Due to the lack of notice to about 5 million recipients about the time frame within which they could correct the math error, the IRS allows an additional 60 days from the time they received their second notice of corrections.

Meanwhile, as millions of people received confusing letters regarding their stimulus checks and tax returns, the IRS received a record number of calls in 2021 from customers trying to fix the errors, according to a news release.

“During the 2021 application season, the IRS received 167 million phone calls – over four times as many calls as during the 2019 application season. IRS employees could not keep up with this massive amount of calls, resulting in the worst service ever,” the IRS said. .

For anyone who has questions regarding a math error letter, please visit www.irs.gov.

The IRS also handed out a third round of child tax deductions to millions of families in September under the expanded program included in President Joe Biden’s $ 1.9 trillion COVID-19 relief package.

The third round was paid out by direct deposit or paper check, which began on Wednesday, September 15th. Eligible parents received $ 300 per child. children aged six or younger and $ 250 per. children aged 6 to 17 years.

The child tax deduction is distributed monthly for the rest of the year. The remaining payments are scheduled for Oct. 15, Nov. 15 and Dec. 15, according to the IRS.

RELATED: $ 3,000 child tax deduction: Here’s what parents need to know

Parents can check the IRS ‘Child Tax Credit Update Portal to see the status of their payment.

The monthly payments cover half of the total tax deduction described in the current plan.

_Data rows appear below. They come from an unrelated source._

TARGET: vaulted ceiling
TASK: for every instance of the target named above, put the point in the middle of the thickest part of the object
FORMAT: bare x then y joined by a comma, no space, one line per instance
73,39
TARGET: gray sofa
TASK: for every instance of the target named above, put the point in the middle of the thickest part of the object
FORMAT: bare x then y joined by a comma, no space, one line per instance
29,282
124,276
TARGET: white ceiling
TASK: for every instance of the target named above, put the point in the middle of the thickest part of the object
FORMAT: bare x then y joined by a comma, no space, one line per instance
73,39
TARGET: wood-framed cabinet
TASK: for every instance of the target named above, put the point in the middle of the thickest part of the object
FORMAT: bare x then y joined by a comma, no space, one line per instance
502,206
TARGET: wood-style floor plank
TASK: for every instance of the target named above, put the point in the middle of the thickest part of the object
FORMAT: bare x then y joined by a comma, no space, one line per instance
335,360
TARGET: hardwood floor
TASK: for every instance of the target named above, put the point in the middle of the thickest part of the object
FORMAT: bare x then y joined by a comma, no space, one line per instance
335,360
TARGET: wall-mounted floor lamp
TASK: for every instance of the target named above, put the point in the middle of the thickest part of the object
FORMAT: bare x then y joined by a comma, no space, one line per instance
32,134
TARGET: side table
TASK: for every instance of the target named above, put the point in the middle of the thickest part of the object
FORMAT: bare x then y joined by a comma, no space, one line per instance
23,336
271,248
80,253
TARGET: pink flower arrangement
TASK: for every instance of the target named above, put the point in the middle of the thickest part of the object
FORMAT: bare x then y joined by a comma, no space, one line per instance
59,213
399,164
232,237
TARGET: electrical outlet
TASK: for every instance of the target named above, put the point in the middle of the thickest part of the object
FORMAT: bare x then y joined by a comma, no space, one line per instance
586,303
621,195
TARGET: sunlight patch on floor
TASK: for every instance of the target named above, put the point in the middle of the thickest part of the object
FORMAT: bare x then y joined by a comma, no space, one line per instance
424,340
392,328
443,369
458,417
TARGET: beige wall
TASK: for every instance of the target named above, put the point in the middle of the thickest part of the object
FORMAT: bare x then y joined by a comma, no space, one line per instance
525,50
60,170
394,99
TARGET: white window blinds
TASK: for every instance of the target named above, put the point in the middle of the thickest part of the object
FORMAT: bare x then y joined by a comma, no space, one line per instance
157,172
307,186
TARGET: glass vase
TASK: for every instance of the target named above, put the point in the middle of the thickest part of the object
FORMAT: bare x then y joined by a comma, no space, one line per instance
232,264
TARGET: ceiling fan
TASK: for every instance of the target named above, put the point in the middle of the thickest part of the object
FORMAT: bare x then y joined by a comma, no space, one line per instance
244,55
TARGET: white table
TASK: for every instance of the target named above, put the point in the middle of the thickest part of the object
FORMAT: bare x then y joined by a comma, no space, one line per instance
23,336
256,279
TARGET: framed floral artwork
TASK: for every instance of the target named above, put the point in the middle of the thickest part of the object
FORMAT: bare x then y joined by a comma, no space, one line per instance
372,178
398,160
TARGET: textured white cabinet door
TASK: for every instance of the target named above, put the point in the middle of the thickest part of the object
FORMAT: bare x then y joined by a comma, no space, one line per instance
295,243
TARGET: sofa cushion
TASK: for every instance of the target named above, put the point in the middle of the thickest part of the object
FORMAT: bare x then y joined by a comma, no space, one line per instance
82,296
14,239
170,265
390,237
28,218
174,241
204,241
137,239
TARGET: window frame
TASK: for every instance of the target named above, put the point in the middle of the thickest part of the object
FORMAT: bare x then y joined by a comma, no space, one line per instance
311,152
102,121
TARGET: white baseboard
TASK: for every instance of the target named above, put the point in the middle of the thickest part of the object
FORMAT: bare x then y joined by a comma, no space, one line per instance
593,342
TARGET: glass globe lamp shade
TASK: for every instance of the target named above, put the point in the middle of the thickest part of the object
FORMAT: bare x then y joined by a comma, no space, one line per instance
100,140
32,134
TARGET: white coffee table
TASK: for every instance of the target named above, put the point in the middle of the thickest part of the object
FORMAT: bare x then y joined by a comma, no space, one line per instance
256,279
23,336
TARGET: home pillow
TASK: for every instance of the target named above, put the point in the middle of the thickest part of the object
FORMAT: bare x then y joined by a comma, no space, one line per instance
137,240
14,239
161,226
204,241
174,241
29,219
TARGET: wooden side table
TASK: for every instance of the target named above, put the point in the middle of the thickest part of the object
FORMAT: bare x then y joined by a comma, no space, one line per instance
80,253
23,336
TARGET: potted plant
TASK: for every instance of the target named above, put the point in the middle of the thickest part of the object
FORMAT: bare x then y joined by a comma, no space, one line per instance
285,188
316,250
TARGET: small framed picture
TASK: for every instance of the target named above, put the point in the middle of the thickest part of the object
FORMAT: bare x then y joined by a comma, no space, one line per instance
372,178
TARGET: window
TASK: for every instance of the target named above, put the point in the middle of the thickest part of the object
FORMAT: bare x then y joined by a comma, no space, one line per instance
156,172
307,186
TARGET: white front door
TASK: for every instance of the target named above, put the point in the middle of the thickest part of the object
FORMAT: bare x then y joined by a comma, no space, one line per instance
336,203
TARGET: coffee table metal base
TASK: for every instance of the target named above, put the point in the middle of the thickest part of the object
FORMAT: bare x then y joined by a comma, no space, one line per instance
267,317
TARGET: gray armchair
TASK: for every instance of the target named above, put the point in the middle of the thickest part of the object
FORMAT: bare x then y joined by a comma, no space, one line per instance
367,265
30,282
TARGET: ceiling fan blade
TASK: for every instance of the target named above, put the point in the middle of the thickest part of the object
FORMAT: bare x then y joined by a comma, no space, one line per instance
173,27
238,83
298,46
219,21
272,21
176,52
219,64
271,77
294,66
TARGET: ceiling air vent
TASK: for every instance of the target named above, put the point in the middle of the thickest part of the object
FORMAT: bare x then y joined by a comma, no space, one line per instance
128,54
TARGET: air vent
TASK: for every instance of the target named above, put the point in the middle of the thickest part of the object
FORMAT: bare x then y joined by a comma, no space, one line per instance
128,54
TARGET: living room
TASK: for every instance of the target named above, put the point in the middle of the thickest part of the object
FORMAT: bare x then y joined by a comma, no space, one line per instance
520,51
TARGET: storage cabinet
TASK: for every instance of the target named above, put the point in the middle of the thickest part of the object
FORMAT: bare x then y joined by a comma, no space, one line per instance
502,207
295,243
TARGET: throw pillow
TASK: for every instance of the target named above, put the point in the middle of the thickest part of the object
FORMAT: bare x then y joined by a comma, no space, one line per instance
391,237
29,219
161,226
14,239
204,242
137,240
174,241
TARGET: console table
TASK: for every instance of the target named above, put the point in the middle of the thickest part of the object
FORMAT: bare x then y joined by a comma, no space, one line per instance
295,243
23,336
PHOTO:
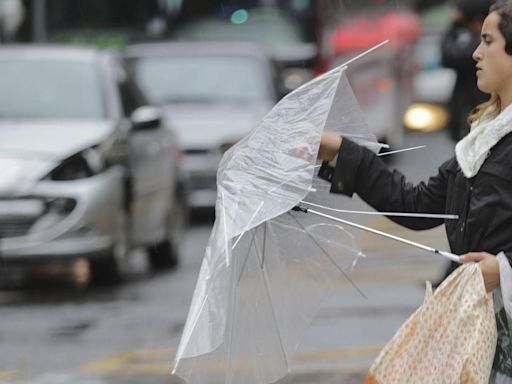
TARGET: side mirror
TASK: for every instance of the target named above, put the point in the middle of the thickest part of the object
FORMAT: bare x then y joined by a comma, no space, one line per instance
146,117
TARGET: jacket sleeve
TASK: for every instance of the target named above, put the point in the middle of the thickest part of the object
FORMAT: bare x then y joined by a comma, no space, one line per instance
360,171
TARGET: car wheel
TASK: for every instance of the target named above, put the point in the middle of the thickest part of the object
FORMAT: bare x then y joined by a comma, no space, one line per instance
108,269
166,254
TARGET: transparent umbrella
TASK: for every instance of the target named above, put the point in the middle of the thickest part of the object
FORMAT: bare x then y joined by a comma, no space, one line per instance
266,268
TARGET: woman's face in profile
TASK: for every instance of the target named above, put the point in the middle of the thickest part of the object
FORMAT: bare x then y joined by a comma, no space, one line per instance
493,64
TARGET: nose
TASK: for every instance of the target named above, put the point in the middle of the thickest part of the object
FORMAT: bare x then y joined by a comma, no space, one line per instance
477,55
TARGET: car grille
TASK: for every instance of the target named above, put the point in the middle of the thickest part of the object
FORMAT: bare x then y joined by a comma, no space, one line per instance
15,227
18,215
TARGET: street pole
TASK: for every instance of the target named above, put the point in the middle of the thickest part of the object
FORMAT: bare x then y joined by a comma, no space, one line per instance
39,25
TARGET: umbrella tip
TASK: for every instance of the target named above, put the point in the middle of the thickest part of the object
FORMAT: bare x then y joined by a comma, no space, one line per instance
298,208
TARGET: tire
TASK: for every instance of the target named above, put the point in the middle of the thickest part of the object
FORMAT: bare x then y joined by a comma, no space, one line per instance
166,254
107,270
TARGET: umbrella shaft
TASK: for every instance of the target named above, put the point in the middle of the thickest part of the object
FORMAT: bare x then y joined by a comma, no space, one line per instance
388,235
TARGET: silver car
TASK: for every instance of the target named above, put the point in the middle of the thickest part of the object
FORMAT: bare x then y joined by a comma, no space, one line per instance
213,94
88,170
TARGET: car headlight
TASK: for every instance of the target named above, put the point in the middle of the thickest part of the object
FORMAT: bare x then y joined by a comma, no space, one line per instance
79,166
56,210
425,117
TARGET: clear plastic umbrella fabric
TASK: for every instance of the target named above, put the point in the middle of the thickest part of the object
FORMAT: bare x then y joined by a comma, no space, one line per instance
266,268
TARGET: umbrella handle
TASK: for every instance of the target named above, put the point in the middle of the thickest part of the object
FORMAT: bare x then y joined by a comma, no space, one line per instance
451,256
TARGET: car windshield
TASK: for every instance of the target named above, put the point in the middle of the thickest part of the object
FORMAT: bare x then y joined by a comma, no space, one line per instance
269,27
35,89
201,79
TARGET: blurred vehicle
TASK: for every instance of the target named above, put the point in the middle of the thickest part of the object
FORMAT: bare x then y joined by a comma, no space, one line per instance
282,35
89,171
213,94
432,83
382,80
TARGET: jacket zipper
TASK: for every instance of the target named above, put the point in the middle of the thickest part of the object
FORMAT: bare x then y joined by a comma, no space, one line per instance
463,228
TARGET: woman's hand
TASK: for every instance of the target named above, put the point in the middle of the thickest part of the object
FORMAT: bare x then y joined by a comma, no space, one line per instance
489,266
329,145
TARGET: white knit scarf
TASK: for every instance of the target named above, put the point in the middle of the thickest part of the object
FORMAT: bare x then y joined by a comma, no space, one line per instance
473,149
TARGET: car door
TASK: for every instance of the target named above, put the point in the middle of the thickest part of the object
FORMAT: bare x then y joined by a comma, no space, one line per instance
152,170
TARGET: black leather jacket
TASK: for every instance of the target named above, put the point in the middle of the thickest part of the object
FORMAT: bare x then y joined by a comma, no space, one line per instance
483,203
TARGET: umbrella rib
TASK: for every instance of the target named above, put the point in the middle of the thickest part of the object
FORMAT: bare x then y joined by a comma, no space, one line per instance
246,257
233,312
329,256
272,309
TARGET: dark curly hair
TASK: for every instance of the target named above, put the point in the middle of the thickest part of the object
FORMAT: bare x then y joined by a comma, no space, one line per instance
493,106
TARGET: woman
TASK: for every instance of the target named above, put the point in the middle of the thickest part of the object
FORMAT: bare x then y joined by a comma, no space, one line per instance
475,184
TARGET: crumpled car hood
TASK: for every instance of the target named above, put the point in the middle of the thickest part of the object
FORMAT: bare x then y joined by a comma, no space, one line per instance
29,150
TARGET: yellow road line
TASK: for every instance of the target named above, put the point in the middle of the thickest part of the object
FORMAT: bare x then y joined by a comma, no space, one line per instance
159,362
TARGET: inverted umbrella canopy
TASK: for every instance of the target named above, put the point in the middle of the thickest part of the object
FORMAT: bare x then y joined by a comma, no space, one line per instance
265,270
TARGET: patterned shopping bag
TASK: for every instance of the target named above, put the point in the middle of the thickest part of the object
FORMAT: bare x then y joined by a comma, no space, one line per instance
450,339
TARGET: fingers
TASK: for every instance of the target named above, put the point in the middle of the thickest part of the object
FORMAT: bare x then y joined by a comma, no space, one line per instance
329,145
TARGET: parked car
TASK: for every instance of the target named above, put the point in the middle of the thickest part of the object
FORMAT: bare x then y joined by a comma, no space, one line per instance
433,84
89,171
282,35
213,94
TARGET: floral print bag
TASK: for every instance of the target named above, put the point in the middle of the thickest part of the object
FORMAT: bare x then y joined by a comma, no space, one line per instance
450,339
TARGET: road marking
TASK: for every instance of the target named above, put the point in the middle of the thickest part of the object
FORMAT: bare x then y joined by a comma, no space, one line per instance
7,375
160,362
338,354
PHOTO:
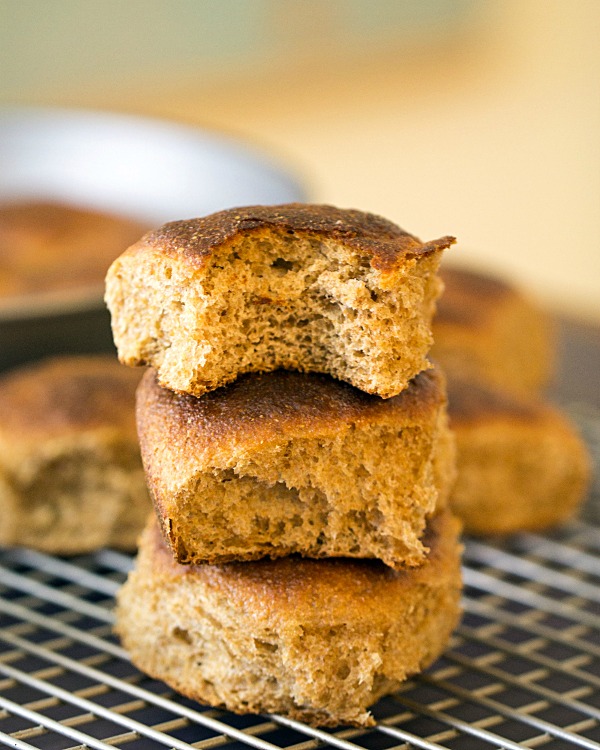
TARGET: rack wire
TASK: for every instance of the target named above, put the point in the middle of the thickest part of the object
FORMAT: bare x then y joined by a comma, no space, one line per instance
522,670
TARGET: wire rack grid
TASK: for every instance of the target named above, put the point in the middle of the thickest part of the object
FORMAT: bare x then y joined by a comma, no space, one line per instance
522,669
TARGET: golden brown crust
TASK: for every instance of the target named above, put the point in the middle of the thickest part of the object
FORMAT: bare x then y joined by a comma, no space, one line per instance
318,641
297,589
49,246
259,408
198,239
66,394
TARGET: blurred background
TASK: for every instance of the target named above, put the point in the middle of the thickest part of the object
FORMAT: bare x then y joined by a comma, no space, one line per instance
478,118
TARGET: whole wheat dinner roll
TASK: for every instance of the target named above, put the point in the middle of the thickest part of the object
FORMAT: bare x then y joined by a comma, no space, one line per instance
316,640
254,289
486,329
521,464
290,462
71,477
48,247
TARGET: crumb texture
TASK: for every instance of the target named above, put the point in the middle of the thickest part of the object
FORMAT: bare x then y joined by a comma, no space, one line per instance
343,293
289,463
318,641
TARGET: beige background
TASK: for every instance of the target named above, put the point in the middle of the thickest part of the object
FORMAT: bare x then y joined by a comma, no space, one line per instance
479,119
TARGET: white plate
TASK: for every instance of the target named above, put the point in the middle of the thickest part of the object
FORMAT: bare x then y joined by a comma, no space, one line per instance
151,170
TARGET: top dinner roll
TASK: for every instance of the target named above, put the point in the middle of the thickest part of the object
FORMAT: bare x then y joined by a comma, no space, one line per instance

The other half will be used as a credit on the families’ tax return for 2022, with any remaining money after tax distributed as a second payment. Families can also opt out of monthly payments and receive a larger lump sum during the tax season.

Eligible parents can receive up to $ 3,000 per parent. children aged 6 to 17 years and 3,600 USD per. children under 6 years. The amount gradually decreases for more earning parents, starting at $ 75,000 for individuals and $ 150,000 for married couples.

And as the economy is always changing, to avoid having to pay more on their next tax return, parents can stop the deferred payments by opting out of the online portal three days before the first Thursday of the next month, according to the IRS.

RELATED: This is how you know if you should opt out of your child tax deduction

If families earn too much to qualify for the sweet tax deductions, they can still receive the $ 2,000 credit for their children if their income level is below $ 200,000 for individuals and $ 400,000 for married couples.

However, because the enhanced credit is based on tax returns from 2019 and 2020, families earning more money in 2021 should be aware that if they are overpaid by the IRS, they will have to return that money next April of the tax season.

FOX Business contributed to this report.